John Eustace - 21 October 2015

Conclusion at the High Court of Schrems v Data Protection Commissioner

I was present at Court 26 of the High Court here in Dublin yesterday for the final round in Max Schrems’ famous dispute with the Office of the Irish Data Protection Commissioner (ODPC). There were about 30 or so of us there for Justice Hogan’s conclusion of the case which began over two years ago and has since developed into a modern retelling of the classic David v & Goliath tale. Among us, dressed casually in jeans and a black shirt, was Schrems; the PHD student who is challenging Facebook’s control of users’ personal data and who has succeeded in reshaping the privacy rights of over half a billion people. The other significant figure in the story was also present; Justice Gerard Hogan who set the ball rolling on the invalidity of the Safe Harbor agreement when he referred Schrems’ case to the European Courts in June 2014. The learned judge had referred the case to the Luxembourg Court which in turn ruled earlier this month that Safe Harbor is invalid. Now that this agreement is redundant, there is no obstacle to the ODPC conducting an investigation into what Facebook does with its users’ personal information and therefore an investigation, which couldn’t take place previously, will now go ahead immediately. 

Conclusion at the High Court of Schrems v Data Protection Commissioner

The potential reprecussions for privacy rights resulting this investigation are, of course, immense and much has been written on the topic (see Mike Morrissey’s article in the Irish Independent for an excellent analysis), however the “legal chaos” following the European Court’s decision is only one element in how the fundamental right to privacy is being dramatically altered at present.
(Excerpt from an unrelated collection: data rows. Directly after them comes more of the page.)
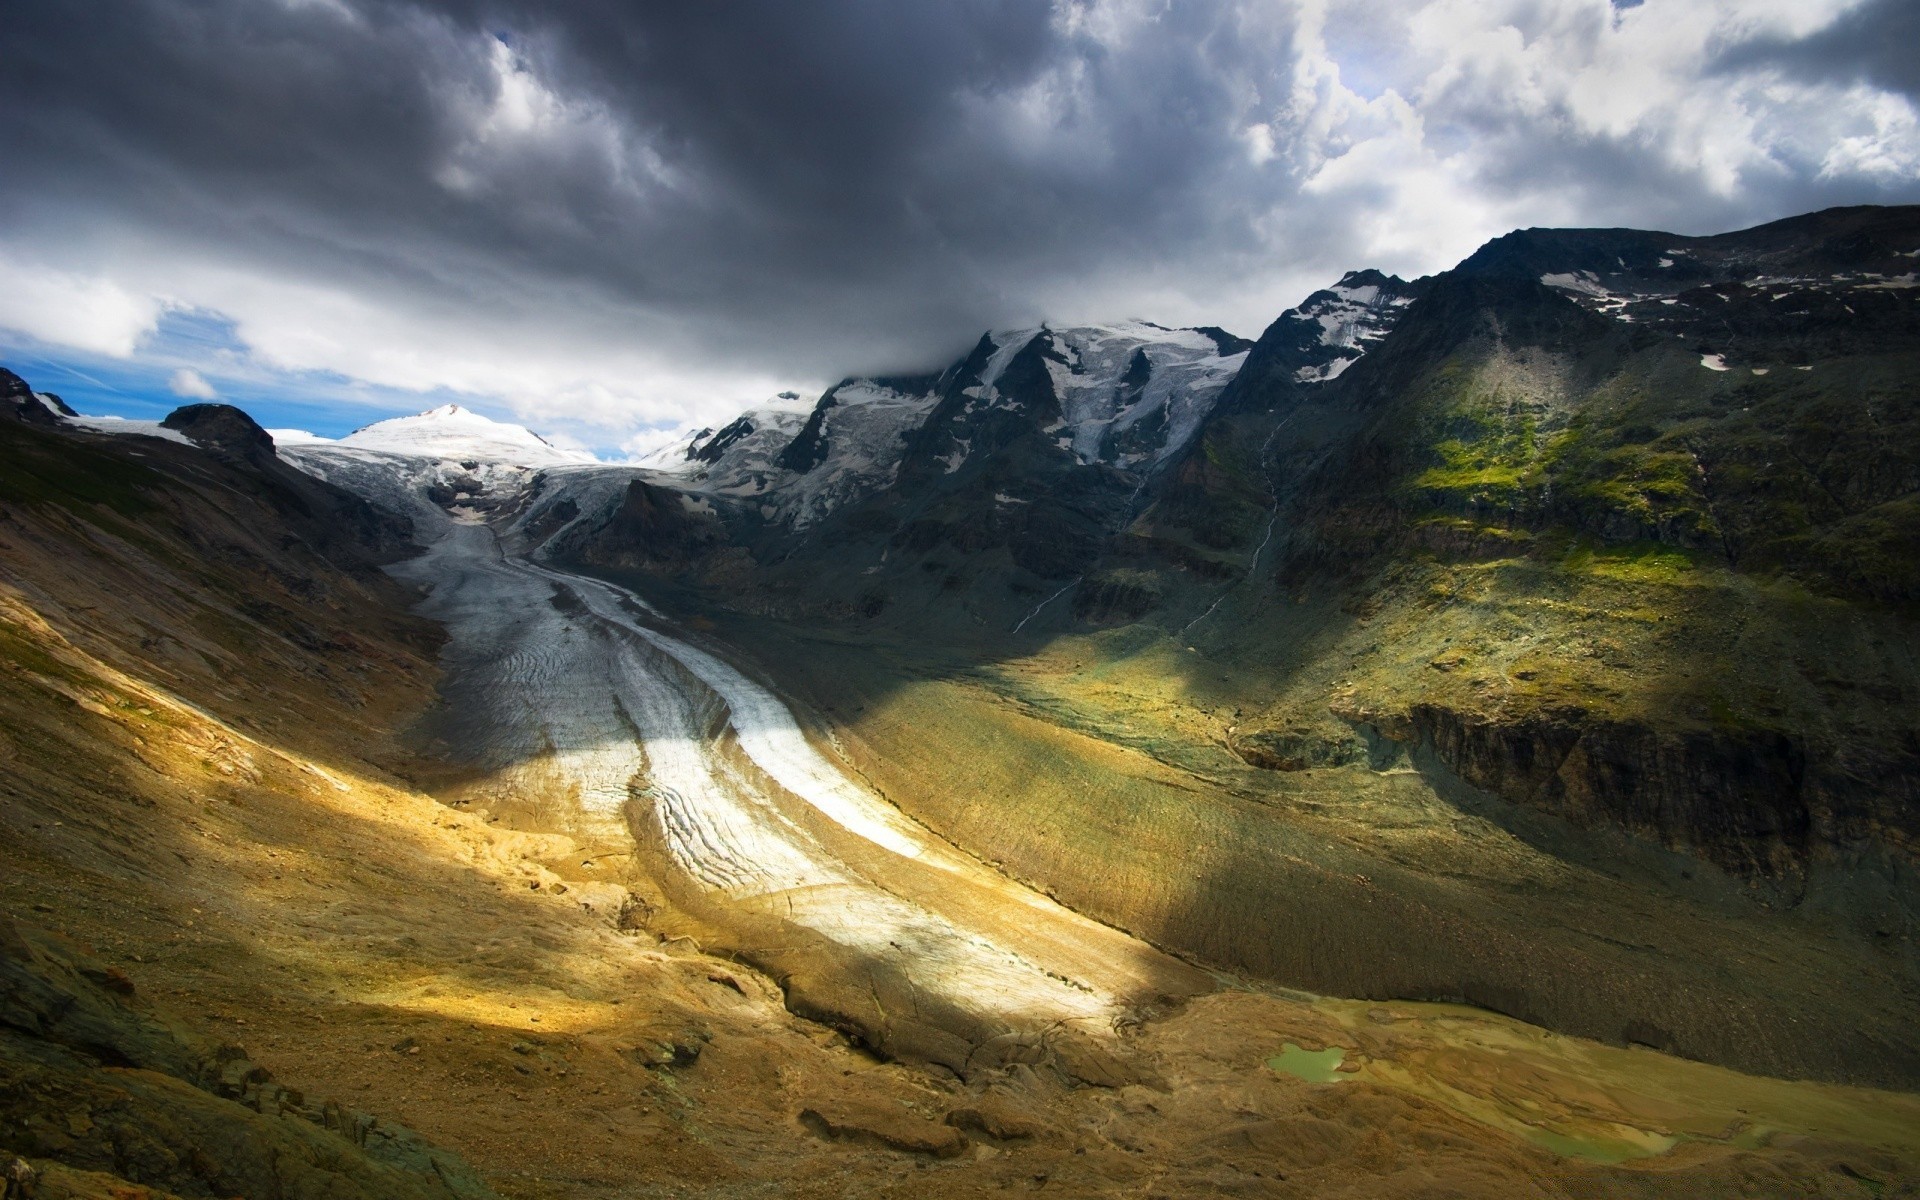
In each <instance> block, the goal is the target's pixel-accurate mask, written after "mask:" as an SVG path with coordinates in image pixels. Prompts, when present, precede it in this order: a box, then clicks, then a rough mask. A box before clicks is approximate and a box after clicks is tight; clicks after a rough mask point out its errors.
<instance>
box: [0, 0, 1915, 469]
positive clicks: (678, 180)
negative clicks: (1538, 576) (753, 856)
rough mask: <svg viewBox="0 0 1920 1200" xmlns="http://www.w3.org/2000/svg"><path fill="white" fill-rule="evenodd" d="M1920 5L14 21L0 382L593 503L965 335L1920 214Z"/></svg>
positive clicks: (395, 17)
mask: <svg viewBox="0 0 1920 1200" xmlns="http://www.w3.org/2000/svg"><path fill="white" fill-rule="evenodd" d="M1914 46H1920V4H1916V2H1914V0H1642V2H1628V0H1611V2H1609V0H1298V2H1254V0H1181V2H1171V0H1160V2H1144V0H1054V2H1043V0H914V2H912V4H900V2H899V0H808V2H806V4H793V2H791V0H730V2H716V4H708V2H699V4H632V2H628V0H520V2H515V4H507V2H499V0H100V2H96V4H71V2H69V0H8V4H6V12H4V17H0V61H4V63H8V71H6V79H4V83H0V163H4V171H0V363H6V365H8V367H12V369H13V371H17V372H19V374H23V376H27V378H29V382H33V384H35V386H36V388H40V390H46V392H58V394H61V396H65V397H67V401H69V403H73V405H75V407H79V409H83V411H88V413H119V415H129V417H156V415H161V413H165V411H167V409H171V407H175V405H179V403H190V401H196V399H223V401H230V403H238V405H242V407H246V409H248V411H252V413H253V415H255V417H259V419H261V422H263V424H269V426H300V428H311V430H315V432H321V434H334V436H336V434H344V432H348V430H351V428H355V426H359V424H365V422H369V420H376V419H380V417H390V415H397V413H413V411H420V409H426V407H432V405H438V403H447V401H459V403H465V405H468V407H472V409H476V411H482V413H488V415H492V417H499V419H511V420H520V422H526V424H530V426H532V428H538V430H541V432H543V434H549V436H551V438H553V440H557V442H563V444H568V445H582V447H591V449H595V451H597V453H601V455H603V457H622V455H628V453H639V451H645V449H647V447H651V445H655V444H659V442H662V440H664V438H666V436H668V432H670V430H676V428H684V426H689V424H718V422H724V420H728V419H730V417H732V415H733V413H737V411H741V409H745V407H749V405H756V403H764V399H766V397H770V396H774V394H778V392H783V390H795V392H801V394H803V396H804V397H814V396H818V394H820V390H822V388H824V386H828V384H831V382H833V380H837V378H841V376H847V374H866V372H893V371H924V369H935V367H941V365H945V363H948V361H950V359H954V357H956V355H960V353H962V351H964V349H966V348H968V346H972V344H973V342H975V340H977V338H979V332H981V330H985V328H1008V326H1021V324H1037V323H1041V321H1052V323H1056V324H1069V323H1081V321H1100V319H1117V317H1144V319H1150V321H1158V323H1162V324H1221V326H1225V328H1229V330H1233V332H1238V334H1244V336H1256V334H1258V332H1260V330H1261V328H1263V326H1265V324H1267V323H1269V321H1271V319H1273V317H1277V315H1279V313H1281V311H1283V309H1286V307H1290V305H1294V303H1298V301H1300V300H1302V298H1306V296H1308V294H1309V292H1313V290H1315V288H1321V286H1325V284H1329V282H1332V280H1336V278H1338V276H1340V275H1344V273H1346V271H1350V269H1359V267H1379V269H1384V271H1392V273H1398V275H1404V276H1417V275H1427V273H1432V271H1442V269H1446V267H1450V265H1453V263H1455V261H1459V259H1461V257H1465V255H1467V253H1471V252H1473V250H1475V248H1476V246H1478V244H1480V242H1484V240H1488V238H1492V236H1498V234H1501V232H1505V230H1509V228H1519V227H1530V225H1546V227H1553V225H1609V227H1638V228H1663V230H1668V232H1680V234H1705V232H1722V230H1730V228H1743V227H1749V225H1757V223H1763V221H1770V219H1778V217H1788V215H1793V213H1801V211H1811V209H1820V207H1828V205H1839V204H1914V202H1920V54H1914V50H1912V48H1914Z"/></svg>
The ongoing seismic change is representative of two vital areas: (A) The transformation of cross-cultural interaction between ordinary people and (B) how this evolution of communication is being managed by public and private organsiations who are tasked with safeguarding citizens’ private data. Brad Smith, Microsoft president, refers to the current climate as “dangerous times” and recognises that governments need “timely and appropriate access to data that is stored online.” Tim Cook, Apple CEO has also acknowledged the relationship between privacy and security and has rejected the notion that one must be compromised in favour of the other. 

Conclusion at the High Court of Schrems v Data Protection Commissioner

Therefore the simple question that must be answered, the problem that must be solved, is how to keep the Internet afloat with ideas, speech, culture and commerce without sacrificing what people expect and deserve. The decision of the European Court; referred to yesterday by Justice Hogan as “one of the most important decisions of the Court of Justice of the European Union in recent years” is the latest step in attempting to answer this question and ultimately solving this problem. The next step; the investigation by the ODPC, will broaden this fascinating state of affairs further still and should become an equally significant chapter in this important tale.